Coyne kämpft an mehreren Fronten. Seine Glaubensbrüder in der katholischen Kirche muss er davon überzeugen, dass die Wissenschaft ihnen nichts Böses will. "Viele haben Angst, dass wir Gott verlieren werden. Eine absolut unbegründete Angst." Seine Forscherkollegen müsste er dafür gewinnen, sich überhaupt für theologische Fragen zu interessieren. Und dann gibt es da noch Leute wie Stephen Hawking, den er 1981 zu einem Vortrag nach Rom eingeladen hatte.

In seiner "Kurzen Geschichte der Zeit" erzählt Hawking, wie er damals mit anderen Kosmologen vom Papst empfangen wurde und dieser sie ermahnt hätte, nicht den Urknall selbst zu erforschen. Dabei habe er, Hawking, gerade einen Vortrag über Universen ohne Anfang und Ende gehalten, "was bedeuten würde, dass es keinen Augenblick der Schöpfung gibt". Er sei froh gewesen, dass der Papst davon nichts wusste. "Ich hatte keine Lust, das Schicksal Galileis zu teilen, mit dem ich mich sehr verbunden fühle, zum Teil wohl, weil ich genau dreihundert Jahre nach seinem Tod geboren wurde." Eine schöne Anekdote, die Hawking regelmäßig in Vorträgen zum Besten gibt, während er eine Karikatur mit ihm hinter den Gittern der Inquisition zeigt.

Coyne bestreitet diese Version des Treffens, und er ärgert sich über Hawkings Argument. "Wenn es keinen Anfang gibt, sagt Hawking, gibt es keinen Gott - das ist falsch. Gott ist keine Randbedingung des Universums. Man kann die Existenz Gottes nicht mit Hilfe der Quantenphysik widerlegen - noch kann man sie beweisen."

Der Dialog zwischen Religion und Naturwissenschaft ist Coynes große Mission, und in den vergangenen 30 Jahren ist er gut vorangekommen. Unter Papst Johannes Paul II. leitete er die wissenschaftliche Arbeitsgruppe der Kommission, die den Prozess gegen Galileo Galilei untersuchte. 1992 wurde Galilei vom Papst rehabilitiert.

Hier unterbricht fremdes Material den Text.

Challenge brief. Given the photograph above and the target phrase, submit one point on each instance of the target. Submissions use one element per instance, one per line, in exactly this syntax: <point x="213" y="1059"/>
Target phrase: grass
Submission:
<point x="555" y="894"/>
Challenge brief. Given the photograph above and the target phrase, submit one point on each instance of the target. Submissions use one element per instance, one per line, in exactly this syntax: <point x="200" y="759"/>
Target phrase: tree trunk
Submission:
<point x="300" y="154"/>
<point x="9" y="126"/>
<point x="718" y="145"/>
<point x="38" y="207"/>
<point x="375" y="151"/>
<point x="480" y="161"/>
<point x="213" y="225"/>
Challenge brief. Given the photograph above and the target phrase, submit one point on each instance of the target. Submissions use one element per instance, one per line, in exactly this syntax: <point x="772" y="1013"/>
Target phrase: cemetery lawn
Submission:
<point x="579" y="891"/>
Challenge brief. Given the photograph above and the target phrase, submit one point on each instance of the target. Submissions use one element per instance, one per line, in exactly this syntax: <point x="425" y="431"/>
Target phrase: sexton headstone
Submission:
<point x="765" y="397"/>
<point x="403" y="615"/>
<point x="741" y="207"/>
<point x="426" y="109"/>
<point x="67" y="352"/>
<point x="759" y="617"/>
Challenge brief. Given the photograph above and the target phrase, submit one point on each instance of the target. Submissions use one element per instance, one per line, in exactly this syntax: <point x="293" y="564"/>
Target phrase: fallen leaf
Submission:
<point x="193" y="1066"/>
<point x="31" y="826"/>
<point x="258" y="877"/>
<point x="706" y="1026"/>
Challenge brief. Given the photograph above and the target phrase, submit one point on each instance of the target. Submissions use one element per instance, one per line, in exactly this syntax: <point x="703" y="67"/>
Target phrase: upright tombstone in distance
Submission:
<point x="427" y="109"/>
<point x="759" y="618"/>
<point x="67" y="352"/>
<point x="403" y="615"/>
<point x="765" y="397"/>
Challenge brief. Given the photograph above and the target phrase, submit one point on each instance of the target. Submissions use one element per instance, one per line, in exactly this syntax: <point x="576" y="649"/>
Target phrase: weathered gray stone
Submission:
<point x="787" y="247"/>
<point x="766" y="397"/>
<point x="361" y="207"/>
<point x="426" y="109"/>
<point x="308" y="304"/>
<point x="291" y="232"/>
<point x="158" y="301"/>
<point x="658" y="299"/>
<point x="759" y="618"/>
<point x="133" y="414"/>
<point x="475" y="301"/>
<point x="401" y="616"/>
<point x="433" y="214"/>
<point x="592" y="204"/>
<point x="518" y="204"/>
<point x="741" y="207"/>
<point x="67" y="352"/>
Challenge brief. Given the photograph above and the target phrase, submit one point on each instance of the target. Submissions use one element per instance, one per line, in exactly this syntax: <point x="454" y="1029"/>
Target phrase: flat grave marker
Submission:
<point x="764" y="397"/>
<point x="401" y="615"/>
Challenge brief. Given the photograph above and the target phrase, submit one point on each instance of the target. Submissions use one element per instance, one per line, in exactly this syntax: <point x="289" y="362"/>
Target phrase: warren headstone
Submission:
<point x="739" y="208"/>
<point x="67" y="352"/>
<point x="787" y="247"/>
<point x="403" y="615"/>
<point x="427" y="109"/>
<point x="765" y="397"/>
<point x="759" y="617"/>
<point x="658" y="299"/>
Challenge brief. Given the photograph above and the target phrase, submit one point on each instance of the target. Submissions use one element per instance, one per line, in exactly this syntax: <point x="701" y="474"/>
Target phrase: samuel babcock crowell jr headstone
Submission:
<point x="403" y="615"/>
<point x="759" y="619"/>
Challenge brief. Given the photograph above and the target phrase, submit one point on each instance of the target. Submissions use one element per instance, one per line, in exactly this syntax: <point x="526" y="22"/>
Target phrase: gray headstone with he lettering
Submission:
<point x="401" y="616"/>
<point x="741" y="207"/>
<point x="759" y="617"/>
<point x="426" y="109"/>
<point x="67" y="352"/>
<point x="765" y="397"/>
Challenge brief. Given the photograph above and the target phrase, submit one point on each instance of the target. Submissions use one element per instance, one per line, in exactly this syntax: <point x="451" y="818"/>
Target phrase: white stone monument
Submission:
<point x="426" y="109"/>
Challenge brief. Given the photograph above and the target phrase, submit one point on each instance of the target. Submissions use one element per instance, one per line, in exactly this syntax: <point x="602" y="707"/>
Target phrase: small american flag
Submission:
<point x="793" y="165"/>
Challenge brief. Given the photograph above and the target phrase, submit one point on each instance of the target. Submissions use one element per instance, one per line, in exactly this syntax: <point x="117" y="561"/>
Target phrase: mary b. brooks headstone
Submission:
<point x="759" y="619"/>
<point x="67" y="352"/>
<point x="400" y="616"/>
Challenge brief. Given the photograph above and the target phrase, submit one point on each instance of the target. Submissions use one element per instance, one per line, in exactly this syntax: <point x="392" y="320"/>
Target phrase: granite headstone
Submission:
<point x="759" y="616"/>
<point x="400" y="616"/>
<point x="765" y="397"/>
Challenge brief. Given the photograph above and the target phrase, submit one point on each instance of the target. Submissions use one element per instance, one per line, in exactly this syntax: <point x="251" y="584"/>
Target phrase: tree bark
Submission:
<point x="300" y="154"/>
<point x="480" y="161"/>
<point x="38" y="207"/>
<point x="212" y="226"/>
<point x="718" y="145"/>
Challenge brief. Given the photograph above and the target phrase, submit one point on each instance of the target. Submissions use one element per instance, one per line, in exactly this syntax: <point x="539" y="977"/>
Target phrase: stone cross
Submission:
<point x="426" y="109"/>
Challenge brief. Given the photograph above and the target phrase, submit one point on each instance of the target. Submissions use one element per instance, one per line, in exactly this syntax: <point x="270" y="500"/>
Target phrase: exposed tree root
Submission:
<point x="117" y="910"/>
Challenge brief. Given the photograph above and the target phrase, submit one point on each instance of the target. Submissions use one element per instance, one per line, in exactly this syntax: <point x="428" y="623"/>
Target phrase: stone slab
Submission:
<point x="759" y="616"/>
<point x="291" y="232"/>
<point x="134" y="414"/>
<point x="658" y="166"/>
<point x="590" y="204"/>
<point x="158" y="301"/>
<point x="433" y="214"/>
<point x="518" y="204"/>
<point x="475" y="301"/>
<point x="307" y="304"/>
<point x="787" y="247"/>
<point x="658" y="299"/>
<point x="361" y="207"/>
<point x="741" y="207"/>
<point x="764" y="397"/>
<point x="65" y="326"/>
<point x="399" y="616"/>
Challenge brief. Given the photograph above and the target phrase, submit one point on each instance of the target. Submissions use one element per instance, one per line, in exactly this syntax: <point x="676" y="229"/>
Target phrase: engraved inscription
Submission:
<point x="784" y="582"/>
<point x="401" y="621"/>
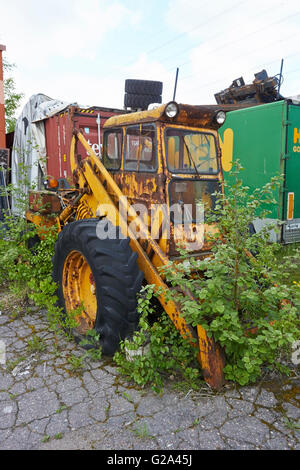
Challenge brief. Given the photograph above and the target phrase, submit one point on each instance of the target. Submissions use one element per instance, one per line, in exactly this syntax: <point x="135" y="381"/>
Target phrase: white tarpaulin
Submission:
<point x="29" y="149"/>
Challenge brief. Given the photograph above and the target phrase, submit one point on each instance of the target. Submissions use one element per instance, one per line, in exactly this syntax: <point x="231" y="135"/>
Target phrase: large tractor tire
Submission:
<point x="143" y="87"/>
<point x="103" y="277"/>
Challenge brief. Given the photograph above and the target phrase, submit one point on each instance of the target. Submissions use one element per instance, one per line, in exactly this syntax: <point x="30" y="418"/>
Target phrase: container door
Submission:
<point x="292" y="174"/>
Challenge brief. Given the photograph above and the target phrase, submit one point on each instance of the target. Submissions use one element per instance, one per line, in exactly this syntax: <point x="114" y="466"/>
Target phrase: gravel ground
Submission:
<point x="44" y="404"/>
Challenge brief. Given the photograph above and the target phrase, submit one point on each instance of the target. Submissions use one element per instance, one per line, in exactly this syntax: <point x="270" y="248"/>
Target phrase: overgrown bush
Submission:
<point x="247" y="303"/>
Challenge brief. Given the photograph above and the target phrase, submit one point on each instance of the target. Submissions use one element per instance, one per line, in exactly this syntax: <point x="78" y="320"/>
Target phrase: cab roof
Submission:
<point x="203" y="116"/>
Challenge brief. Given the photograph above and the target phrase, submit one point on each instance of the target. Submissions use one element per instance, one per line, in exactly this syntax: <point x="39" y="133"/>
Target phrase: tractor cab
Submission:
<point x="167" y="162"/>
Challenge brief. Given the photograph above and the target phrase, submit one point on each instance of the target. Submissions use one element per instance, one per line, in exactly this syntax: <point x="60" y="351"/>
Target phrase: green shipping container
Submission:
<point x="266" y="141"/>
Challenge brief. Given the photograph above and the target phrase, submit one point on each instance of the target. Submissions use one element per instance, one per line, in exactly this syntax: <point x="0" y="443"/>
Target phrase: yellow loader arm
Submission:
<point x="97" y="188"/>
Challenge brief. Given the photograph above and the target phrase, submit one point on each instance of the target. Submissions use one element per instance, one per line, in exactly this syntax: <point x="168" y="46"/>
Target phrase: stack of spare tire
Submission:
<point x="139" y="94"/>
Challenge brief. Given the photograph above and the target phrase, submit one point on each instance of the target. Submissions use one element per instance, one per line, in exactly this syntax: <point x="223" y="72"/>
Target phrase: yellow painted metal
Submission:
<point x="92" y="174"/>
<point x="79" y="289"/>
<point x="100" y="195"/>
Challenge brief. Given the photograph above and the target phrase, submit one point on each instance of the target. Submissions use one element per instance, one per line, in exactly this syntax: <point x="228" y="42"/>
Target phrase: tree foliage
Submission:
<point x="12" y="98"/>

Ebenfalls unter Papst Johannes Paul II. initiierte Coyne eine Konferenz mit Naturwissenschaftlern und Theologen zum 300. Jahrestag der Veröffentlichung von Isaac Newtons Hauptwerk "Principia". Zum Abschluss schrieb ihm der Papst in einem öffentlichen Brief: "Die Wissenschaft kann die Religion von Irrtum und Aberglauben reinigen; die Religion kann die Wissenschaft von Götzendienst und falschen Absolutsetzungen reinigen."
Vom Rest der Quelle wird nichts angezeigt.